«Человек,
— говорит Плиний, — ничтожное и чванливое животное, ведь даже запаха плохо погашенного светильника достаточно, чтобы убить его в утробе матери… Появившись голым на голой земле, он начинает жизнь с криков и плача… Слезы служат одним из его преимуществ; смех же дается ему не ранее чем через сорок дней… Он ощущает жизнь только через мучения, хотя единственное его преступление состоит в том, что он родился… Среди всех прочих животных он один не имеет другого инстинкта, кроме плача; ему одному знакомы честолюбие… суеверие, тревога, могила, беспокойство о том, что будет после него… Нет другого животного, у которого жизнь была бы более хрупкой, желания — более пылкими, страх — более безудержным, ярость — более неистовой… Самая малая из его скорбей не может быть вознаграждена даже самой большой из его радостей… Его жизнь, и без того короткая, укорачивается еще более за счет сна, поглощающего половину ее, за счет ночи, без сна становящейся пыткой, за счет детства, проходящего бездумно, за счет старости, живущей только ради страданий… за счет страхов, болезней и увечий… И, тем не менее, эта скоротечность жизни является самым драгоценным даром, которым наделила его природа… Но человек так устроен, что он хочет жить дольше. Страсть к бессмертию не дает ему покоя. Он верит в переселение душ и в загробную жизнь, он поклоняется духам предков, он заботится об останках себе подобных… Детские мечты! Если он переживет самого себя, ему никогда не знать покоя. Величайшее благо жизни — смерть, смерть быстрая и неожиданная, будет тогда отнята у нас, а вернее, сделается еще более жестокой к нам, ибо станет приводить нас лишь к новым мукам. Лишенные высшего счастья, состоящего в том, чтобы не рождаться, мы останемся без единственного утешения, которое может быть нам дано, утешения вернуться в ничто. Нет, человек возвращается туда, откуда он вышел. После смерти он становится тем, чем был до рождения».[147]

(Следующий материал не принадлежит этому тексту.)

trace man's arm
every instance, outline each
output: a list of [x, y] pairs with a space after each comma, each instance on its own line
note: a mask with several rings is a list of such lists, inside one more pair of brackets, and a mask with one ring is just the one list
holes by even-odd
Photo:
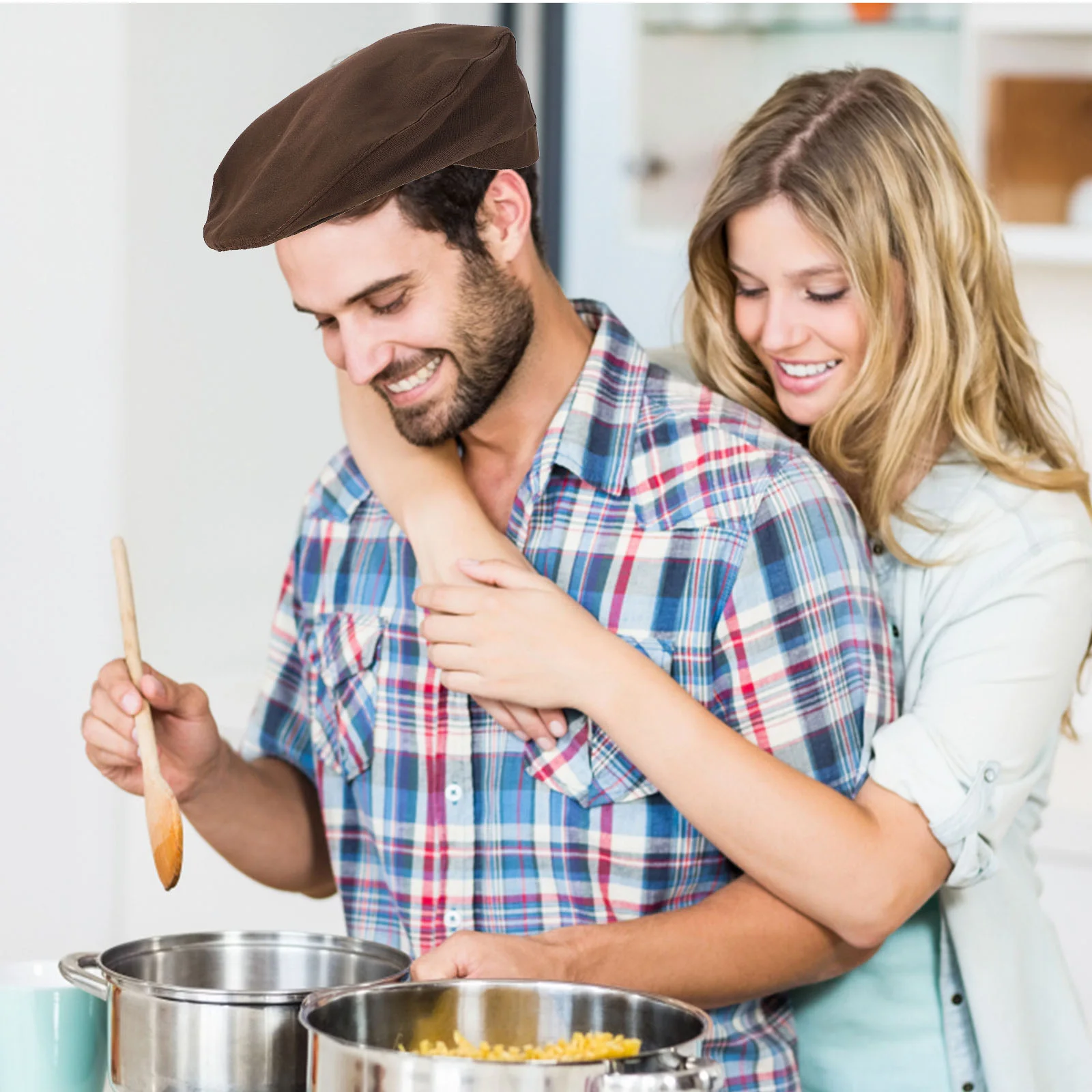
[[312, 899], [336, 894], [314, 785], [278, 758], [247, 762], [224, 743], [222, 769], [182, 805], [199, 834], [240, 873]]
[[413, 976], [585, 982], [712, 1009], [833, 978], [875, 950], [852, 948], [743, 876], [697, 905], [630, 922], [537, 937], [456, 933]]
[[318, 794], [277, 758], [244, 761], [219, 735], [209, 698], [145, 664], [141, 693], [124, 661], [99, 673], [83, 717], [87, 757], [120, 788], [143, 795], [132, 738], [143, 696], [152, 707], [159, 767], [182, 812], [221, 856], [251, 879], [316, 898], [335, 889]]

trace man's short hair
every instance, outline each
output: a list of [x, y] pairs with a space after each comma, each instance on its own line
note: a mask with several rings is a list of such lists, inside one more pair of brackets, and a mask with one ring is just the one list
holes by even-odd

Знаете ли ли вы что-либо более безнадежное и более склоняющее к самоубийству, чем это ужасающее умозаключение о небытии?
Как далеко оно от того мягкого утешения, какое дает христианская религия, обещая нам загробную жизнь!
Как далеко оно от приговора самоубийству, кратко выраженного в стихе Шекспира:
Сему лишь нет прощения злодейству, ведь в нем раскаяться нельзя!

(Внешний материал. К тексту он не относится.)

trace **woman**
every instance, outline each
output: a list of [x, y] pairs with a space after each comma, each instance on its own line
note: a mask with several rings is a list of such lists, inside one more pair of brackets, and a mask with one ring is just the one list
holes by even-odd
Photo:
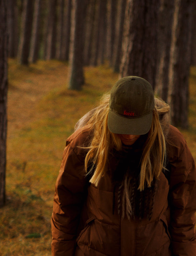
[[169, 112], [128, 76], [77, 124], [56, 184], [53, 255], [196, 255], [195, 167]]

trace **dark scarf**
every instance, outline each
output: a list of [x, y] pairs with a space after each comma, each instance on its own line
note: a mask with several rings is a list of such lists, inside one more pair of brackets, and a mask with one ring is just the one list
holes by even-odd
[[[115, 192], [117, 190], [118, 213], [123, 217], [125, 214], [128, 218], [137, 216], [139, 219], [150, 219], [152, 217], [155, 181], [153, 181], [150, 187], [145, 187], [142, 191], [138, 189], [140, 161], [147, 138], [147, 135], [145, 135], [141, 136], [133, 145], [123, 145], [121, 151], [114, 150], [109, 161], [109, 170], [114, 184], [113, 211], [114, 213], [115, 209]], [[127, 204], [131, 205], [130, 212], [127, 210]]]

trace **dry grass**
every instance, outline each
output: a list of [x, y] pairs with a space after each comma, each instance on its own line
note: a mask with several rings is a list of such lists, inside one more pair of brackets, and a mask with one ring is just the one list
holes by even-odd
[[7, 202], [0, 209], [0, 256], [50, 255], [55, 185], [66, 139], [118, 75], [106, 66], [87, 68], [83, 90], [71, 91], [66, 63], [9, 63]]
[[[85, 69], [82, 91], [67, 89], [66, 63], [25, 67], [9, 60], [6, 205], [0, 209], [0, 256], [50, 255], [50, 218], [65, 141], [74, 124], [118, 80], [106, 66]], [[190, 78], [190, 128], [196, 159], [196, 69]]]

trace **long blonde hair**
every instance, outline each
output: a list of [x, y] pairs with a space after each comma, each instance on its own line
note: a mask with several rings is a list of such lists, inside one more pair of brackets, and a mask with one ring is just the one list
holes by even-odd
[[[110, 131], [107, 126], [109, 96], [109, 94], [104, 96], [100, 106], [95, 109], [93, 114], [91, 114], [91, 117], [87, 124], [91, 125], [93, 136], [88, 147], [85, 166], [86, 172], [90, 172], [93, 169], [94, 170], [90, 182], [95, 186], [98, 185], [107, 169], [106, 167], [110, 150], [113, 148], [118, 151], [122, 148], [120, 139], [117, 134]], [[140, 191], [144, 190], [146, 186], [150, 187], [154, 179], [158, 179], [164, 168], [167, 126], [162, 125], [162, 129], [160, 119], [169, 113], [169, 107], [160, 99], [155, 98], [155, 100], [151, 126], [141, 160], [138, 187]], [[91, 169], [88, 171], [90, 163], [92, 163], [92, 165]]]

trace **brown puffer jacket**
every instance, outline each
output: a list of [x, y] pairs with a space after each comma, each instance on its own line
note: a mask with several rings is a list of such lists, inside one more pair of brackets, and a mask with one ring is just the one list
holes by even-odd
[[53, 255], [195, 256], [196, 170], [177, 129], [170, 126], [169, 175], [159, 176], [150, 220], [119, 216], [109, 172], [97, 187], [89, 182], [86, 152], [78, 146], [90, 137], [86, 126], [66, 142], [54, 199]]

И потому Плиний добавляет:
«Среди всех богов Смерть всегда была самой почитаемой».
И в самом деле, культ смерти вскоре сделался всеобщим.
У всех самоубийц на устах непременно имена Катона и Брута, и к этим двум именам, словно к колоннам из черного мрамора, они крепят створки двери, ведущей их к бездонной пропасти, которую за сорок лет до них посетил Вергилий и которую спустя двенадцать веков посетит Данте.
В античные времена смерть таила в себе гибельное наслаждение, заставлявшее без оглядки устремляться вон из жизни, где наслаждение было лишено страсти и радости.
Взгляните на императоров, которым позволено все: чем они заняты, за редким исключением? Без конца углубляют пропасть извращенного безумия, в которую они погружаются.